Epps v. State

In Epps v. State, 24 S.W.3d 872 (Tex. App.-Corpus Christi 2000, pet. ref'd), the defendant and two accomplices burglarized a home. During the commission of the burglary, an elderly neighbor walked to the home and determined that he was witnessing a burglary. Shortly thereafter, the neighbor was unexpectedly shot; the defendant then appeared before the neighbor, told him that he was going to kill him, and took multiple shots at him from close range. After being convicted for aggravated robbery, the defendant appealed to this Court, complaining that letters he wrote from jail were erroneously admitted during the punishment stage of trial.

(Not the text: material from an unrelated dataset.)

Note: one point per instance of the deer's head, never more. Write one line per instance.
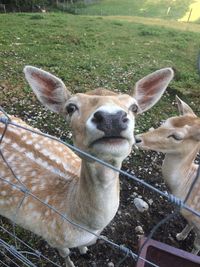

The defendant complained that the letters were "used by the State to portray him as incorrigibly violent and racist." The Court noted that in these letters, "the defendant routinely used extremely profane words, such as 'whore,' 'n--' and 'b--,' that reduce people to a subhuman level. . . . When the jurors looked at the defendant's violent and dehumanizing diction in the letters, any number of stereotypical caricatures of African-American males could have affected their judgment." The Court further noted, however, that the same jurors "heard the detailed testimony about the act the defendant committed, and about an extreme lack of remorse that he appeared to have after committing the act." The Court then held that "in light of the overwhelming evidence of the defendant's guilt and insensitivity to the victims of his crime . . . any possible error caused by any possible racial bias that was provoked by the defendant's letters was harmless."